Personal information
- Born: 19 November 1945 (age 80) Wollongong, New South Wales, Australia

Playing information
- Height: 175 cm (5 ft 9 in)
- Weight: 11 st 0 lb (70 kg)
- Position: Centre
Club
| Years | Team | Pld | T | G | FG | P |
|  | Collegians (IRL) |  |  |  |  |  |
| 1967–72 | Manly Sea Eagles | 78 | 44 | 0 | 0 | 132 |
| 197?–?? | Proserpine |  |  |  |  |  |
|  | Total | 78 | 44 | 0 | 0 | 132 |
Representative
| Years | Team | Pld | T | G | FG | P |
| 1966 | Southern NSW |  |  |  |  |  |
| 1966 | Country NSW | 1 | 1 | 0 | 0 | 3 |
| 1967 | New South Wales | 3 | 2 | 0 | 0 | 6 |
| 1967 | Australia | 2 | 3 | 0 | 0 | 9 |
| 197? | North Queensland |  |  |  |  |  |
- Source:

= Les Hanigan =

Australia international rugby league footballer

Les Hanigan (born 19 November 1945) is an Australian former professional rugby league footballer who played in the 1960s and 1970s. An Australian international and New South Wales representative , he played club football in Illawarra for Collegians, in Sydney for Manly-Warringah and in North Queensland for Proserpine.
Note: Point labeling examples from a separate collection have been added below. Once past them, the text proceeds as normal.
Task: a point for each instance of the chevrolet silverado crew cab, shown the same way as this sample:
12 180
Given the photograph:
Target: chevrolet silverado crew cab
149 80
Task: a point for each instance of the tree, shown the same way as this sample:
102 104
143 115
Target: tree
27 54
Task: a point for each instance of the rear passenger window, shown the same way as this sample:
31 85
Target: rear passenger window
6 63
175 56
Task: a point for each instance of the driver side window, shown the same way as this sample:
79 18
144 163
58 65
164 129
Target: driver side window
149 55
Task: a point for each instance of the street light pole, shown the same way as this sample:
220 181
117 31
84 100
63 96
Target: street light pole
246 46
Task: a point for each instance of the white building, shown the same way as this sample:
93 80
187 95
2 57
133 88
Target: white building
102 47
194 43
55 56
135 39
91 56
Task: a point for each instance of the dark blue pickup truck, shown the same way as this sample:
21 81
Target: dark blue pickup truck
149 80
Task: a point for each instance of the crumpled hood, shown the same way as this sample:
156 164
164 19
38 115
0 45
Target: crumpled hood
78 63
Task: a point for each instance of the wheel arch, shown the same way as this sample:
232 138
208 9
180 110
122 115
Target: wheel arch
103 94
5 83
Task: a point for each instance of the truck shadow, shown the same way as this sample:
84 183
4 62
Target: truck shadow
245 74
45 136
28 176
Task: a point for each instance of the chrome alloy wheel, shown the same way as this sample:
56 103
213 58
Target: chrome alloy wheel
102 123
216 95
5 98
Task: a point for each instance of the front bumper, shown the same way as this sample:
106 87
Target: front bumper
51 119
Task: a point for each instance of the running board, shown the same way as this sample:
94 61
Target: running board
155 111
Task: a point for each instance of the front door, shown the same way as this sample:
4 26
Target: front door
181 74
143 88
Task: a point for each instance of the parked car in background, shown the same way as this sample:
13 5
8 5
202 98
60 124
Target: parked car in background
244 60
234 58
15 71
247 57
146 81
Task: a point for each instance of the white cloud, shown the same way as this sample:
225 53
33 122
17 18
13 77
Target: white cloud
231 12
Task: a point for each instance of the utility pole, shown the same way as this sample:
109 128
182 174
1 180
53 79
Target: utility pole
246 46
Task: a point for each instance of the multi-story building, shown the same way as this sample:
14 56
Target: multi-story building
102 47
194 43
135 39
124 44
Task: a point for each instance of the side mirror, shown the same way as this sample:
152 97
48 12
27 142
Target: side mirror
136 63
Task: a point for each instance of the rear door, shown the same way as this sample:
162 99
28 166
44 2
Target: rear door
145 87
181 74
A pro runner from Wollongong, Hanigan was selected to represent Southern New South Wales against the touring Great Britain team in 1966, scoring a try. He signed on to play in Sydney's NSWRFL competition with the Manly-Warringah club in 1967. That year, he set a new club record for most tries. He scored five tries in a match against competition newcomers, Cronulla-Sutherland. After playing for New South Wales, he scored two tries in Australia's First Test win over New Zealand. By the end of the 1967 NSWRFL season he had scored sixteen tries, the most in the competition, before being selected to represent Australia on the 1967–68 Kangaroo tour of Great Britain and France. Hanigan played in 11 games on tour but no Tests. With Manly-Warringah he reached the 1968 NSWRFL season's grand final and played on the wing in the loss to Souths.

After his time with Manly, Hanigan moved north to captain-coach Queensland's Proserpine club. From here he was selected to represent North Queensland.